Earlier that year, Paul Stacey had written a reflection in which he imagined a University of Open, a concept that “synthesizes multiple ‘open’ initiatives into a common core operating principle that defines the university and the education it provides.” These initiatives included use of open source software for administration and teaching, building programs from OERs developed internally or elsewhere, adoption of open access publishing, implementing principles of open data and government, and use of open pedagogies.

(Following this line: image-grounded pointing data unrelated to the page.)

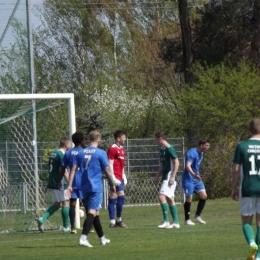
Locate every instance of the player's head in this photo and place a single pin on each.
(95, 136)
(119, 137)
(204, 145)
(65, 142)
(254, 126)
(160, 138)
(78, 138)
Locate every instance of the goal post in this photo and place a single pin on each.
(27, 122)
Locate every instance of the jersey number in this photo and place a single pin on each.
(252, 162)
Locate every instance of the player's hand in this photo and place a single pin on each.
(235, 194)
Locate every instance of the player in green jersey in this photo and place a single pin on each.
(247, 169)
(169, 165)
(59, 195)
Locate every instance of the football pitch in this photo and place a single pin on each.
(221, 238)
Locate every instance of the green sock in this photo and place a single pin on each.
(249, 233)
(65, 216)
(174, 213)
(165, 211)
(49, 212)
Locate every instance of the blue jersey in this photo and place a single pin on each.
(69, 160)
(92, 162)
(195, 158)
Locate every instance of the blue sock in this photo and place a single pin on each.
(119, 205)
(111, 208)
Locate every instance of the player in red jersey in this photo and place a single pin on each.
(116, 156)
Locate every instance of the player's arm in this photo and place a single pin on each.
(189, 169)
(235, 181)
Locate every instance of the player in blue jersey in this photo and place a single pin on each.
(68, 161)
(192, 182)
(92, 161)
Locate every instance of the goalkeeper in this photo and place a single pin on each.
(116, 156)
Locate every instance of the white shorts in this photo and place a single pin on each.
(249, 206)
(167, 190)
(59, 195)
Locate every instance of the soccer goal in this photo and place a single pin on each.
(28, 124)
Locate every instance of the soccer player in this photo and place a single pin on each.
(116, 156)
(247, 168)
(68, 161)
(92, 161)
(192, 182)
(169, 165)
(59, 195)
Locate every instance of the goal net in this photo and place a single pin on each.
(31, 126)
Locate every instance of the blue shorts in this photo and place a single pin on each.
(77, 194)
(93, 200)
(190, 187)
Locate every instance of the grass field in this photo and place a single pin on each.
(221, 238)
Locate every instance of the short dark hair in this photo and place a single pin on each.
(64, 141)
(118, 134)
(203, 141)
(161, 135)
(77, 138)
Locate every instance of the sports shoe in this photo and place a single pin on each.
(174, 225)
(189, 223)
(121, 224)
(252, 252)
(40, 224)
(73, 231)
(105, 242)
(84, 243)
(164, 224)
(200, 220)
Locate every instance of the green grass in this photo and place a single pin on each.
(221, 238)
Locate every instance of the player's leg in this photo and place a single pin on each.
(200, 189)
(119, 205)
(247, 210)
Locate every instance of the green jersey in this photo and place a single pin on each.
(166, 155)
(247, 154)
(55, 163)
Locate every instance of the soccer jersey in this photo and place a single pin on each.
(166, 155)
(247, 154)
(92, 162)
(55, 163)
(195, 158)
(69, 160)
(117, 154)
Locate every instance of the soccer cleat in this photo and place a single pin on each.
(104, 242)
(121, 224)
(84, 243)
(252, 252)
(73, 231)
(189, 222)
(174, 225)
(200, 220)
(164, 224)
(40, 224)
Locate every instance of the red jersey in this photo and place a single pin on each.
(117, 153)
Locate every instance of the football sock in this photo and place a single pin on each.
(187, 210)
(111, 208)
(174, 213)
(249, 233)
(88, 224)
(72, 217)
(65, 216)
(98, 227)
(200, 207)
(119, 205)
(165, 211)
(49, 212)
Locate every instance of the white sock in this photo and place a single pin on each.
(83, 237)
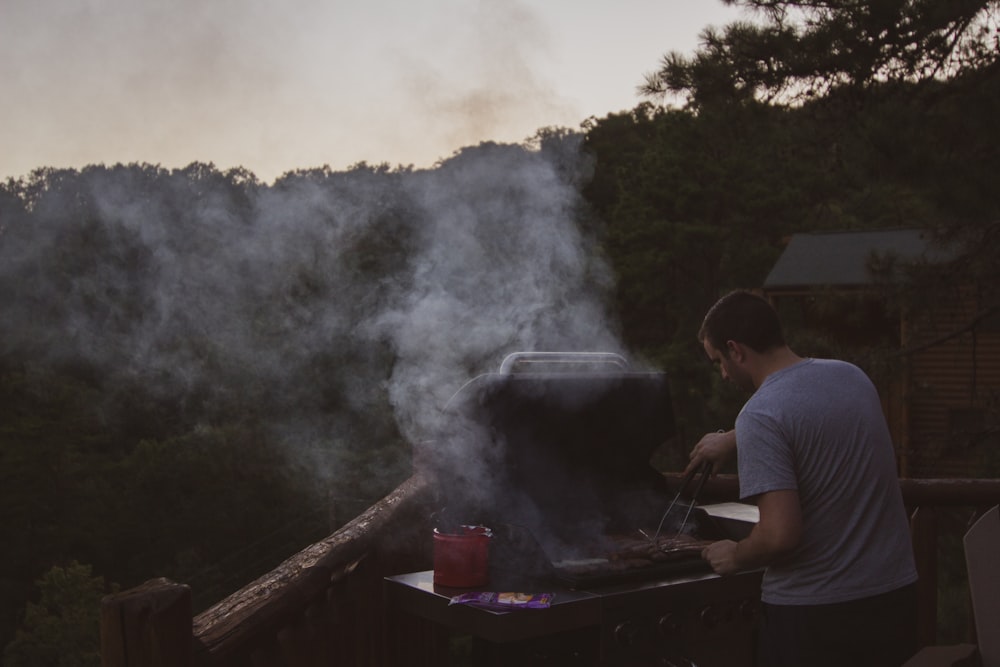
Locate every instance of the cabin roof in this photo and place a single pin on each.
(840, 259)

One of the many comments was from Wayne Mackintosh of the OER Foundation, where he invited Paul to participate in an upcoming meeting in Dunedin. Work there had already been under way for some time to develop a likeminded concept, the OERu, which was intended to integrate multiple open practices under one roof. A discussion co-facilitated by Paul and Wayne was set up in BCcampus’s SCoPE to develop the OERu concept further and was followed by the most recent meeting of partners – the one in New Zealand I mentioned at the beginning of the post. A lot has happened since then.

Soon another meeting of OERu partner institutions will take place at Thompson Rivers University, my home institution. As before there will be options for both virtual and F-F participation. A discussion to plan the agenda is taking place in SCoPE again and is open to all. There is indeed much to talk about especially since the higher education landscape has changed so massively in the past two years.

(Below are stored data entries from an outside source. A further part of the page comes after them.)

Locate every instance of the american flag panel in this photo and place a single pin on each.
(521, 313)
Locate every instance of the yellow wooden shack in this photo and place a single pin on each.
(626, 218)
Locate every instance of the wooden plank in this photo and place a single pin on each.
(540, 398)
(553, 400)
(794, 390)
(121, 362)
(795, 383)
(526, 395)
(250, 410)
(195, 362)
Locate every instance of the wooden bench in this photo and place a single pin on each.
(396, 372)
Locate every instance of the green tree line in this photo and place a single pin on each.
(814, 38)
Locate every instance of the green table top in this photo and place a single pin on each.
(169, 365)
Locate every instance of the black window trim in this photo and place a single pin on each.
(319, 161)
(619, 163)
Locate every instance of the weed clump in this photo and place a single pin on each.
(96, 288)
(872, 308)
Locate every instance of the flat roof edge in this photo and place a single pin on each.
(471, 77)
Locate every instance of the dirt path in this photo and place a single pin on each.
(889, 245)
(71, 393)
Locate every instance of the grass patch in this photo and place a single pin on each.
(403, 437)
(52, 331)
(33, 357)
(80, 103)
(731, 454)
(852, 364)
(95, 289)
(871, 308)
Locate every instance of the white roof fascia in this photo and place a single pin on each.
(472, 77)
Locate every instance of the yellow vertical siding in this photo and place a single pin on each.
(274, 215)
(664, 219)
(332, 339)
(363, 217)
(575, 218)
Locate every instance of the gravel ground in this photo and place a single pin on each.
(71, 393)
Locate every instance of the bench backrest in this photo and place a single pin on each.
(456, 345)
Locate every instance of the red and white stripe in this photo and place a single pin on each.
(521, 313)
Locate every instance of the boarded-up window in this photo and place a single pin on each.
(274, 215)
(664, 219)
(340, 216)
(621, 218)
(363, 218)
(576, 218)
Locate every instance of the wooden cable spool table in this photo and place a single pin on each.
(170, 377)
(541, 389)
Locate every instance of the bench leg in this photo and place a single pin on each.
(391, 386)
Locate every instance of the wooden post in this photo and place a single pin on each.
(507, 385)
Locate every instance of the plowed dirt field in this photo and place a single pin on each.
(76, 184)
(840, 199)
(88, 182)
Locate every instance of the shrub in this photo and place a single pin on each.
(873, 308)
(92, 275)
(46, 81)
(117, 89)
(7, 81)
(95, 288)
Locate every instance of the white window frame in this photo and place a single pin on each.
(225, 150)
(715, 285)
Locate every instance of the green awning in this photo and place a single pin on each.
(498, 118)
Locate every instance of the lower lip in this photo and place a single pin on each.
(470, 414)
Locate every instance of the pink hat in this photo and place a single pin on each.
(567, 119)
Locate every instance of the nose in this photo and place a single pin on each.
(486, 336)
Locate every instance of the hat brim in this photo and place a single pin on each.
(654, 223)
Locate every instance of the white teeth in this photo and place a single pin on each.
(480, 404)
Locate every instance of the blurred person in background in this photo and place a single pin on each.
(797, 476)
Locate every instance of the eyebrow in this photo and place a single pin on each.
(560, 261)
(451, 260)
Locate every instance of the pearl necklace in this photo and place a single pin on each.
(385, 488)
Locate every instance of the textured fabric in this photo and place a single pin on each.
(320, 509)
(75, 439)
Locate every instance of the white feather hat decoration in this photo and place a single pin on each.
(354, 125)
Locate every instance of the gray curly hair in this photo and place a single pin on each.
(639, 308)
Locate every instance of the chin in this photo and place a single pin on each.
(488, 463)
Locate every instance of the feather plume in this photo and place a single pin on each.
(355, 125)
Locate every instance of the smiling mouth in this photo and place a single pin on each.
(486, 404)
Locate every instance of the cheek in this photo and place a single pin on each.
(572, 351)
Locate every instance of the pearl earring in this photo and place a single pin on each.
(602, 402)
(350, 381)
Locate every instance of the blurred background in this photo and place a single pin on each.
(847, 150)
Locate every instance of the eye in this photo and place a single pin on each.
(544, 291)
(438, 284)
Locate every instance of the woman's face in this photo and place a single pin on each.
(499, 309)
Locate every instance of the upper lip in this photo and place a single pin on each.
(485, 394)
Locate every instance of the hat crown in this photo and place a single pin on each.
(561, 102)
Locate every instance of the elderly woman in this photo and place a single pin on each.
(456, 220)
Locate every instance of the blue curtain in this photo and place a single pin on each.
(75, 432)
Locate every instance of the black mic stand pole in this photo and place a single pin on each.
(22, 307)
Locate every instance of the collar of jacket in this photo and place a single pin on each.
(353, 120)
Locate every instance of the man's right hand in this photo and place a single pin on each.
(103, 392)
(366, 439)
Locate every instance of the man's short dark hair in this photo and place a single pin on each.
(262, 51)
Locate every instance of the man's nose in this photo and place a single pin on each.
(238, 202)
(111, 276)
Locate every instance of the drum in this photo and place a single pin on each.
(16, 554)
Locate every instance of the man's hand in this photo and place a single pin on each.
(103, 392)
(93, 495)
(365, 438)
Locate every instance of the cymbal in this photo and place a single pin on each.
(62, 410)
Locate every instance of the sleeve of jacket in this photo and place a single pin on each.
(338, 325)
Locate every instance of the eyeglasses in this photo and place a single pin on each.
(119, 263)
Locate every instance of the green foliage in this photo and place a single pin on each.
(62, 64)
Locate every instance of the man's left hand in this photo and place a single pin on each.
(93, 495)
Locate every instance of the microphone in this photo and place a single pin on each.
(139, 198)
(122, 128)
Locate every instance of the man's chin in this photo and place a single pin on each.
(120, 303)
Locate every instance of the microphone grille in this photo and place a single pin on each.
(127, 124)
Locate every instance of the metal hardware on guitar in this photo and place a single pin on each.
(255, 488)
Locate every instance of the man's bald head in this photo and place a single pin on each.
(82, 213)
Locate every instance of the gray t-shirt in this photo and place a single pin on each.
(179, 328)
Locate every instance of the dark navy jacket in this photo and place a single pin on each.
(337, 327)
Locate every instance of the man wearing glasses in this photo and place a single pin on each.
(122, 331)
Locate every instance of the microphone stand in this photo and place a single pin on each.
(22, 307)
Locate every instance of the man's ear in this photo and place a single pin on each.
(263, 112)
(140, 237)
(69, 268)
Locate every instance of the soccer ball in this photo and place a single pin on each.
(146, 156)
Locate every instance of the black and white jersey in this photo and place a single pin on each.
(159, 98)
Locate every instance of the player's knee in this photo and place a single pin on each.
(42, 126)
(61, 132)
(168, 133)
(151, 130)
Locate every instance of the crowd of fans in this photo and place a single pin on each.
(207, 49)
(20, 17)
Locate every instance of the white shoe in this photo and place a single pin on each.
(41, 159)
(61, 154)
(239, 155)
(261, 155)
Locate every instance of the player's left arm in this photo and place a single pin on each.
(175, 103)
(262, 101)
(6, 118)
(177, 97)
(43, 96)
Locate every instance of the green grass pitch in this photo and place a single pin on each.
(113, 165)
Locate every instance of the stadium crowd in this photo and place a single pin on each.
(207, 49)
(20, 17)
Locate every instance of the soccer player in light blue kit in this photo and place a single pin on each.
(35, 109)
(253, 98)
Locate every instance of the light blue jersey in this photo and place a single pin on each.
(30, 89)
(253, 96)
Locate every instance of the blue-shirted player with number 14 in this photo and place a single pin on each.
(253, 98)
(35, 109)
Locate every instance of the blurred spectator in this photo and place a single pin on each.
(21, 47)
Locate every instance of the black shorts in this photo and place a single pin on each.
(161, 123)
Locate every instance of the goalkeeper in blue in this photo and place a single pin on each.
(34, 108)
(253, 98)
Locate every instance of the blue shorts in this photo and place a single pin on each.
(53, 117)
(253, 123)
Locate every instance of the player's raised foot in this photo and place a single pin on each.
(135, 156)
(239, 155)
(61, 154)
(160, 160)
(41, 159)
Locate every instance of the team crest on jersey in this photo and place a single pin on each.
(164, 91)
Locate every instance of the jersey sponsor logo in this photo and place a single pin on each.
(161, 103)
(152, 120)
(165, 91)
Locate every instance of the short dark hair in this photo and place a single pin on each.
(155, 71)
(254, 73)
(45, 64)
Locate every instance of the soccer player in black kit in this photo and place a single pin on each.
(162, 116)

Having an open discussion about the agenda is just one of many reasons I enjoy the OERu concept – gutsy, grassrootsy, based mainly on volunteerism, an authentic mission that is not driven by a profit motive, and a commitment to being open in as many ways as possible. It’s a refreshing change from the growing array of initiatives riding the “open-but-not-really”  bandwagon currently careening through the higher education landscape.